Dans Côté cour, Leandro Ávalos Blacha narre des histoires vénéneuses comme celle de cette femme qui pour arriver à vivre sa passion avec un prisonnier se servira de grands-mères, ligotées à des chaises, comme de boucliers humains afin de rejoindre son amant, ou celle de ce couple qui organise des combats entre des chiens féroces, lorsqu’il ne s’agit pas de chauves-souris empoisonnées, et des détenus surentraînés, pour arrondir leurs fins de mois. Parfois aussi un « docteur » fou réduit les têtes déjà chauves de ses prisonnières et les transforme en poupées. Une petite fille voit la sienne « revivre » sous le faisceau lumineux de Phonemark, et enfin des grands-mères, le temps d’abandonner leurs fusils, font cause commune et volent au secours de l’une d’entre elles, face à l’indifférence et à l’égoïsme de leurs propres enfants.
Mais résumer en quelques mots ces nouvelles, c’est également passer à côté de la richesse et de la complexité de chacun de ces récits qui enfièvrent l’imagination du lecteur, le laissent souvent dans l’expectative, l’aspirent dans un monde où le réel et l’irréel se mélangent pour mieux révéler et dénoncer la mutation d’une société asservie par la technologie, soumise aux puissants groupes qui la contrôlent, abrutie et décérébrée par les shows et les séries télévisés et où la privatisation de la Justice remplace l’État de droit.
S’inscrivant dans une tradition littéraire sud-américaine où le « réalisme magique » a servi de support contestataire à toute une génération d’écrivains, Côté cour joue sa propre partition dans une vision sombre, acide et à peine futuriste d’une société en voie de déshumanisation, tout en évitant de tomber dans une dénonciation politique plus ou moins simpliste, ni dans un quelconque dogmatisme. L’écrivain sait, en revanche, parfaitement décrire les pulsions sadiques qui se réveillent dans un espace où la seule règle qui prime est d’assurer sa survie. Il le fait avec cruauté, mais aussi avec une ironie acérée, une inspiration poétique désespérée et une imagination bien déjantée.
Diable d’écrivain qui arrive à nous faire rire, ou parfois à nous faire rêver, là où nous ne devrions que pleurer !

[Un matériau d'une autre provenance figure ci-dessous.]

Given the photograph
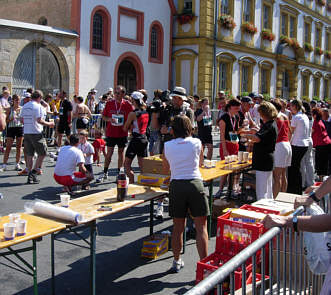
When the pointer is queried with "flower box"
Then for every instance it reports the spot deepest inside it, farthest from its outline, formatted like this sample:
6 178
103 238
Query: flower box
267 35
227 22
308 47
249 28
318 51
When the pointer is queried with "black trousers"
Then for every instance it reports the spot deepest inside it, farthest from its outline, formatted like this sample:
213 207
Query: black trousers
294 173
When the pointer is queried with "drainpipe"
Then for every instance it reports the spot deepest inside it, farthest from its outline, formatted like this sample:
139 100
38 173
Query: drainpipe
214 54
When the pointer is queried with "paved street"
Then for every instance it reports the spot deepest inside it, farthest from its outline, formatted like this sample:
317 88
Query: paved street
120 269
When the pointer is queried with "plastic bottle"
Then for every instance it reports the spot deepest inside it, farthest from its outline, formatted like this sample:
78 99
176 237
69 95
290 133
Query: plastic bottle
122 186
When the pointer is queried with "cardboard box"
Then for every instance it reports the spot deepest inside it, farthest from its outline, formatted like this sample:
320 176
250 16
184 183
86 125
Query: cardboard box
219 205
153 165
152 179
284 208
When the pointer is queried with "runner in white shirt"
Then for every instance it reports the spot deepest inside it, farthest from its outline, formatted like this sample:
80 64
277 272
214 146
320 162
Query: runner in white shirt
65 170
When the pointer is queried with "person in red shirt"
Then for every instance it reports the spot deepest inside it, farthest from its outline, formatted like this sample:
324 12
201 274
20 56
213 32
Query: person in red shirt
115 114
322 144
99 146
138 122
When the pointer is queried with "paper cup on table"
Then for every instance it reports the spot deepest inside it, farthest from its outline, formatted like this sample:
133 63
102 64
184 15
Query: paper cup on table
240 156
21 227
65 200
245 157
14 217
9 231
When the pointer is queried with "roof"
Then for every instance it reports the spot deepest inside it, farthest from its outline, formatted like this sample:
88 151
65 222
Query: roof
39 28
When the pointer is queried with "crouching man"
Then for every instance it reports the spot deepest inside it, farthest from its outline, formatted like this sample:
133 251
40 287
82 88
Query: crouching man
65 169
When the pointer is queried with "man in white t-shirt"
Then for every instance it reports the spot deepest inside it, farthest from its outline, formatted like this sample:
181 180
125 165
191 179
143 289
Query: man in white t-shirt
65 169
33 117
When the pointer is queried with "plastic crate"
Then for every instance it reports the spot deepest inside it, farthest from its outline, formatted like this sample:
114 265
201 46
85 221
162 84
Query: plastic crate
212 262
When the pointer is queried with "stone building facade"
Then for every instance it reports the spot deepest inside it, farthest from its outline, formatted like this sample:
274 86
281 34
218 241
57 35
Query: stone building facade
279 48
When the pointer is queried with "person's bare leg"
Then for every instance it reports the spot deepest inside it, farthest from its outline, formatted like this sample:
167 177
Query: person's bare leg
128 169
177 237
201 235
9 145
120 158
277 181
19 142
209 151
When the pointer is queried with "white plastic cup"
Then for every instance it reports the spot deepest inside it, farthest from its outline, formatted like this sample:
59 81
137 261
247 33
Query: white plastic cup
21 227
9 230
65 200
14 217
245 157
240 156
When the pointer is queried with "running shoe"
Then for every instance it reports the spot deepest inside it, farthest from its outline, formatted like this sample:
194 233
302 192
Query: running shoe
18 167
159 211
177 265
23 172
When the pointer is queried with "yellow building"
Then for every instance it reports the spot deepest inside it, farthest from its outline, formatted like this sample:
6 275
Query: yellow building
279 48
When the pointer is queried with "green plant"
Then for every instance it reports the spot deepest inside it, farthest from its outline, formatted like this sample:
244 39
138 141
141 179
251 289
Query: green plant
249 28
305 98
318 50
266 96
327 54
308 47
266 34
227 21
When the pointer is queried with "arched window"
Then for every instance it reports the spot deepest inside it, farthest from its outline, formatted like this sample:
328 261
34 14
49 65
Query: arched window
156 43
100 31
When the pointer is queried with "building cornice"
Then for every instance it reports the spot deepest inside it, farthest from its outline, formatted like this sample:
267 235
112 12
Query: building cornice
308 10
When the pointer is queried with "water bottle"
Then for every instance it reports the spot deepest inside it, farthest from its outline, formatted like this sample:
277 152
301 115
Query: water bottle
122 186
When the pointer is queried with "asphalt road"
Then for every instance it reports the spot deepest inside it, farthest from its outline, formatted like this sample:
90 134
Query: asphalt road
120 269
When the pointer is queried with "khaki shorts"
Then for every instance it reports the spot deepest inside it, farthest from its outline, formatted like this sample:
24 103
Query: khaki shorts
187 195
35 143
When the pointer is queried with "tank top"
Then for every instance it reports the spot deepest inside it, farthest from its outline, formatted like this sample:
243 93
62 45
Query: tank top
15 115
141 123
283 129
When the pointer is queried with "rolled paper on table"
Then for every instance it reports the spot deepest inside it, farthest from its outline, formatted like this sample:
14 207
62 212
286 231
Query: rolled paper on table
49 210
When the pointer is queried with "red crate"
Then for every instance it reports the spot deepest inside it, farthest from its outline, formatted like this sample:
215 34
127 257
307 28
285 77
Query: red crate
212 262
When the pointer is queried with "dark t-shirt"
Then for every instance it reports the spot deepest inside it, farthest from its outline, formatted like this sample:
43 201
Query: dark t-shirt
230 124
263 151
65 108
202 129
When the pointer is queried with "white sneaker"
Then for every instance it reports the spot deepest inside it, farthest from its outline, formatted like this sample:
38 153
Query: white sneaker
18 167
159 211
177 265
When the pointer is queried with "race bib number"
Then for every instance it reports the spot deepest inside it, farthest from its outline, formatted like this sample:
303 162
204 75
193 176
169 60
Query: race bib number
233 137
206 121
117 120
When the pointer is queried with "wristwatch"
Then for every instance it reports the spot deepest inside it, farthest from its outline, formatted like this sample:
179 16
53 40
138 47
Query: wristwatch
295 223
313 196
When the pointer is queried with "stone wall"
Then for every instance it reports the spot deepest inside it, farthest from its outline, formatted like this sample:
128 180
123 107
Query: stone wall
12 42
57 12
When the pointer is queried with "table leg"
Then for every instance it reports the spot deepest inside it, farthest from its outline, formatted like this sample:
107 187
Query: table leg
151 218
53 263
209 220
93 234
34 259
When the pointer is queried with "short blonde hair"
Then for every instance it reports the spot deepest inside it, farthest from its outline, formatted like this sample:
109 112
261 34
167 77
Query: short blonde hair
267 110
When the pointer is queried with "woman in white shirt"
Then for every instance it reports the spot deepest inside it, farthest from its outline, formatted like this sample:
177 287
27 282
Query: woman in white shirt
183 155
299 145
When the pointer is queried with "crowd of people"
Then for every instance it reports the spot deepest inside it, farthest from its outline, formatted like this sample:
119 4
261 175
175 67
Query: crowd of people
290 141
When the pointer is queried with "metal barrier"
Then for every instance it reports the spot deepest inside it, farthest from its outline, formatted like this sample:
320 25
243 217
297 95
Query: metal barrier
287 271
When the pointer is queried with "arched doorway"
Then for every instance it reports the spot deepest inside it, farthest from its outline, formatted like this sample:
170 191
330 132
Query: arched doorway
129 72
127 76
36 67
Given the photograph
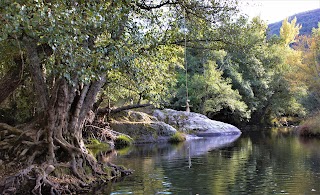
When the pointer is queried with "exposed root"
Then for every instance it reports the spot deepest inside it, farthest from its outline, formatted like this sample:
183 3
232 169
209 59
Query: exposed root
26 151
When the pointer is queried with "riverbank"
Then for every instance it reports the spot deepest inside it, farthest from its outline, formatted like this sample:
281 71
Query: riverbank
160 125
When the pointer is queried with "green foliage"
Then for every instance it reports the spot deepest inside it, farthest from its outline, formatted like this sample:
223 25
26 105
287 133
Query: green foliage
308 20
289 31
177 137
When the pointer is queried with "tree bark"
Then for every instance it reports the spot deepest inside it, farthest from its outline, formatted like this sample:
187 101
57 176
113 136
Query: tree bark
40 86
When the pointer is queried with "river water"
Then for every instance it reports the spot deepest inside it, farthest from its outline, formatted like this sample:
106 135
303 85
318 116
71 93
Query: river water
268 161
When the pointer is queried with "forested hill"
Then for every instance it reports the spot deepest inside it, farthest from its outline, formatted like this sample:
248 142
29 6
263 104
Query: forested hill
308 20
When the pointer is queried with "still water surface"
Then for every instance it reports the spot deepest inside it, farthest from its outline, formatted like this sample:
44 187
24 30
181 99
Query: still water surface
258 162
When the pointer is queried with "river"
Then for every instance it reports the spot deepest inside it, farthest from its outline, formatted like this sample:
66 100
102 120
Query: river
270 161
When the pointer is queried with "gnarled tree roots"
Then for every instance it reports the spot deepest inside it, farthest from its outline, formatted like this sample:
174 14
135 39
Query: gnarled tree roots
25 168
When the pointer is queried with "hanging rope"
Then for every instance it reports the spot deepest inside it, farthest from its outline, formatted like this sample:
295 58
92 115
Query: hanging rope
185 61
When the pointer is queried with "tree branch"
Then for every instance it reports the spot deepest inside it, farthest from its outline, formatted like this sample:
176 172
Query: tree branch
105 110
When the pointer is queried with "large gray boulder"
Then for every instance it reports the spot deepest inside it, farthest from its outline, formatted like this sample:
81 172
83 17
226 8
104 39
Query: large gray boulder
142 127
194 123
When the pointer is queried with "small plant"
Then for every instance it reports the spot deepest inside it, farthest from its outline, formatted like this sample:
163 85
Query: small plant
177 137
122 141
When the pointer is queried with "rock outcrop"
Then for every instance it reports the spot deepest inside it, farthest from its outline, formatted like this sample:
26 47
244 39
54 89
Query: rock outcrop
142 127
194 123
163 124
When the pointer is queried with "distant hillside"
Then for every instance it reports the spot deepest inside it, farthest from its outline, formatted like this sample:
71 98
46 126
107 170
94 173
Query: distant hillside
308 20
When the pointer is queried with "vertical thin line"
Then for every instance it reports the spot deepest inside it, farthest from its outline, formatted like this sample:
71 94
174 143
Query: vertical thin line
185 59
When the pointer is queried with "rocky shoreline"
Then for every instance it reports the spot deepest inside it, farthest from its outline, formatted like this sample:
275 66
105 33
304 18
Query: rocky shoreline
160 125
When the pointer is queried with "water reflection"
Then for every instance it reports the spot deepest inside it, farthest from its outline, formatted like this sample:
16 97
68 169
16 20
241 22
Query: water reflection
260 162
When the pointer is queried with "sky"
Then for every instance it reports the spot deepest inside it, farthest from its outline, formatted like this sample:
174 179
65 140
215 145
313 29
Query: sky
277 10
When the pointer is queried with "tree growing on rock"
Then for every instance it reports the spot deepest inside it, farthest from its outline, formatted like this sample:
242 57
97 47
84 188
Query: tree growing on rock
71 50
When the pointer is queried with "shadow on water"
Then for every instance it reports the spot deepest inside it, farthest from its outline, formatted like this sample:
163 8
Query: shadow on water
265 161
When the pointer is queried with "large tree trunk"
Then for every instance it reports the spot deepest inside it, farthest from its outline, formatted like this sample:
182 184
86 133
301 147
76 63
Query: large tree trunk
58 144
36 72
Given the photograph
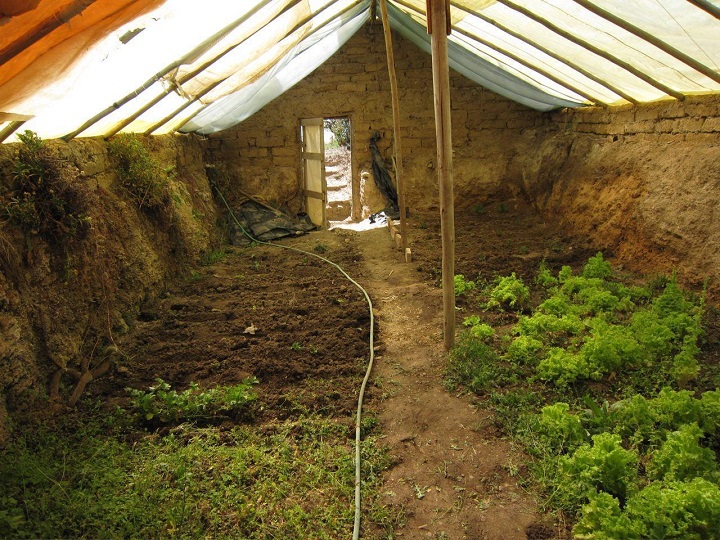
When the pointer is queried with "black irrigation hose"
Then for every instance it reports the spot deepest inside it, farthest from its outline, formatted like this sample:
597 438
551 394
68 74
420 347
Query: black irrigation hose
358 416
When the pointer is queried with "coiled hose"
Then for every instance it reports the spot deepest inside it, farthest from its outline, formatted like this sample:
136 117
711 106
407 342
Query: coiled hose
361 396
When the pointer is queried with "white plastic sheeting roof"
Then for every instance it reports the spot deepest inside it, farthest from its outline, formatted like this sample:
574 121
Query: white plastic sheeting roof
95 67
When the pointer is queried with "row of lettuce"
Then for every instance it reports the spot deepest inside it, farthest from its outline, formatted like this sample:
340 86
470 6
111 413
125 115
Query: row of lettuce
603 383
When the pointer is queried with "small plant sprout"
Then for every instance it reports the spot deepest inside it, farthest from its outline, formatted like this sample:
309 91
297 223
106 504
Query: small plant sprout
509 292
463 285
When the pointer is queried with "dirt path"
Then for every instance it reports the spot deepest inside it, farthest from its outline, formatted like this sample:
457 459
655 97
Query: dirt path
450 480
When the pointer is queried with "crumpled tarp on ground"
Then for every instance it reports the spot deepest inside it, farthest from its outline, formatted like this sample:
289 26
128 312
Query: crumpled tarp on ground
265 224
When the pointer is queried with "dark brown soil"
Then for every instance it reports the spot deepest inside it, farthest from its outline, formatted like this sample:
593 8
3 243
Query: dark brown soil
299 326
286 318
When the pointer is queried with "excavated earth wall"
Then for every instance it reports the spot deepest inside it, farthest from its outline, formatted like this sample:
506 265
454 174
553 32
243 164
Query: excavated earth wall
642 182
63 303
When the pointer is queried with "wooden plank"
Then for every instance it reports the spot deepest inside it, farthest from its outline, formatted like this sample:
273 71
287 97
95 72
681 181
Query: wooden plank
708 7
594 49
397 139
552 54
11 128
314 194
438 13
650 38
312 122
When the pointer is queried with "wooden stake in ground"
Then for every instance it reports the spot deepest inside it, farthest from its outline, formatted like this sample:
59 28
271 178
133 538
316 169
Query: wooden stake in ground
439 26
396 122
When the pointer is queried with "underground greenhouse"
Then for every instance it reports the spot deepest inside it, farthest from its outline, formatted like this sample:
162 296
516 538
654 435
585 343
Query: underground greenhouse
305 269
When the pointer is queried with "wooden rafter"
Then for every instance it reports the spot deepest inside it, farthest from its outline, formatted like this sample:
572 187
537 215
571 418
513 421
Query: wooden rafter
297 28
659 43
555 56
709 7
189 76
167 69
592 48
510 54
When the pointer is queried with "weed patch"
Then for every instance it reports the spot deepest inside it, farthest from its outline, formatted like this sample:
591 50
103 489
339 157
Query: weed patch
47 197
142 177
289 479
596 381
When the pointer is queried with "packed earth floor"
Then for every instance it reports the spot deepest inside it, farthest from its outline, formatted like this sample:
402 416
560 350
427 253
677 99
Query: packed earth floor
302 329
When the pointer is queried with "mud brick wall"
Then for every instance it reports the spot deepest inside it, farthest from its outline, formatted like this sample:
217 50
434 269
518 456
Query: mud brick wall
263 152
697 117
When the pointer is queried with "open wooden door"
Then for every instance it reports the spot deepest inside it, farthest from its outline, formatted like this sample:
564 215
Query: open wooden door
313 157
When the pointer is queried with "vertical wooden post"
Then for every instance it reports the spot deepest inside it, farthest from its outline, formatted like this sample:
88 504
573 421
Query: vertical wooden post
397 143
439 26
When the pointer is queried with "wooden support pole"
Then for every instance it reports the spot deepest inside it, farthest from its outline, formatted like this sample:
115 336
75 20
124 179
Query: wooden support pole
438 25
396 122
11 128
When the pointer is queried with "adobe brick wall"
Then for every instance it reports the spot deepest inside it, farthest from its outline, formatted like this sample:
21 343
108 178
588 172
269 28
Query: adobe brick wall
263 152
696 116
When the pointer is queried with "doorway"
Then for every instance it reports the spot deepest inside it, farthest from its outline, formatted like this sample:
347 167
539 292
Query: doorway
327 169
338 169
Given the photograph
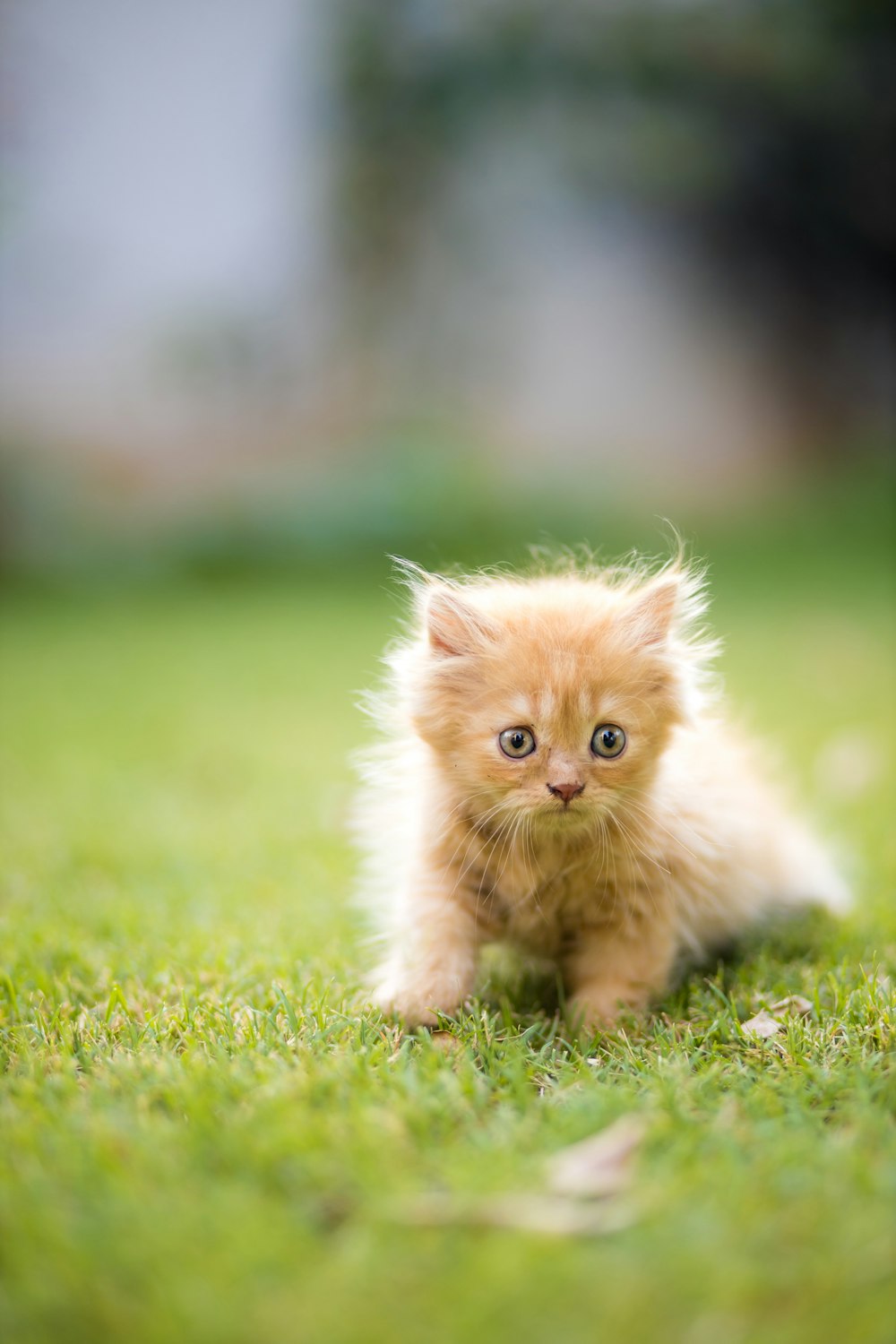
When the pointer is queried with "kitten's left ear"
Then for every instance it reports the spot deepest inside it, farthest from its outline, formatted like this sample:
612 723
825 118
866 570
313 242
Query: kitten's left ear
654 607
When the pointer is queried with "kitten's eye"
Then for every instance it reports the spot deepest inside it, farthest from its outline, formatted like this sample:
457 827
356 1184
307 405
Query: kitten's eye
516 742
608 741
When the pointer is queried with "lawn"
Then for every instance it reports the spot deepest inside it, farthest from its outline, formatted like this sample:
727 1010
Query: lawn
206 1134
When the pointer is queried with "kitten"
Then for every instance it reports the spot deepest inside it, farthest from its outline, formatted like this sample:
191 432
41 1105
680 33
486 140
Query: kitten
559 774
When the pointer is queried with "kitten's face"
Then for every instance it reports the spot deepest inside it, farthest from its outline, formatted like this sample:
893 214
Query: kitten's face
552 703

Roman urbain mâtiné de culture « pulp », voire recueil de nouvelles fantastiques, écrit d’une plume parfaitement fluide, Côté cour est l’un de ces OLNI (Objet Littéraire Non Identifié) que la littérature argentine sait si bien distiller depuis déjà un très grand nombre d’années et qui reste fidèle à l’esprit de la phrase de Jorge Luis Borges : « Cela n’est pas possible, mais pourtant cela est ».
Pour se quitter sur une note de complicité, Leandro Ávalos Blacha offre à ses lecteurs en fin d’ouvrage une playlist de treize morceaux de musique sélectionnés par ses soins qui accompagnent ou prolongent la lecture ; morceaux qui vont de Portishead à Queen en passant par Kiko Veneno.
Une manière très actuelle de rester plus longtemps dans l’ambiance de cette passionnante découverte littéraire.